I stumbled across the web site healthpolitics.com recently while looking for Jeanne Scott’s site health-politics.com (you spot the cunning difference!). HealthPolitics with Dr. Magee is a site which does a weekly power-point, talking head (literally!) and transcript presentation. It’s neatly done and when you find out the Dr. Magee is head of Pfizer’s Medical Humanities Initiative you understand that they have the bucks to make it so. I’ve seen a few of the webcasts, they are less than 10 minutes long. Normally these webcasts are about extremely specific patient-physician issues, so the "healthpolitics" title is a bit of a misnomer.

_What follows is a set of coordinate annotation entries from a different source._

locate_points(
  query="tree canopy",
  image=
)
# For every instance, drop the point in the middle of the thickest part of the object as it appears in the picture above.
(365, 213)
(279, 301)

This week, however, the program is about care for the uninsured. Worth watching; it runs about 8 minutes but you can click ahead and read the transcript and slides in about 3. Magee draws heavily on the Kaiser Family Fund backed study by Jack Hadley and John Holohan in Health Affairs that shows that government picked up $35bn of the tab for caring for the uninsured already. Magee ‘s solution is take to those funds and several other sources including cash paid out of pocket from by the uninsured and use it to give the uninsured health insurance. Magee does not mention the follow up study by the same authors which showed that the uninsured would use "$33.9-68.7 billion (in 2001 dollars) in additional medical care if they were fully insured". In other words covering the uninsured with health insurance by using the current government funding would require extra money, but it would still be considerably less than, say, the $87bn going you know where this year.
Of course Pfizer (and its fellow pharmas and private insurers) are not going to be in favor of a comprehensive national health insurance policy. However, because they have shown considerable ability to derail health reform in the past, any reform proposal needs to consider their position to be realistic. We are now in a situation where PhRMA, the big pharma trade group, has put its backing behind Medicare Drug Coverage, even though in the long run this will probably mean price controls over their products. Magee’s view seems to show that big pharma is willing to work on ways to get to insurance for the uninsured (who after all then would have more access to their products). Meanwhile the lefty Foundations like KFF believe that there’s less than $50bn required to get to comprehensive insurance for the uninsured, much of which could be recouped from the uninsured themselves (80% of whom, don’t forget, are working and who are already paying over $25bn out of pocket for care). This means that there is potentially less than $20-30 billion required out in new government funding to solve the whole deal.
Is this likely to happen? Obviously not soon, and extremely unlikely unless we see a "regime change" next November. But given the fairly formless proposals offered by the Democratic candidates so far, this type of minimalist practical approach may make sense by February 2005.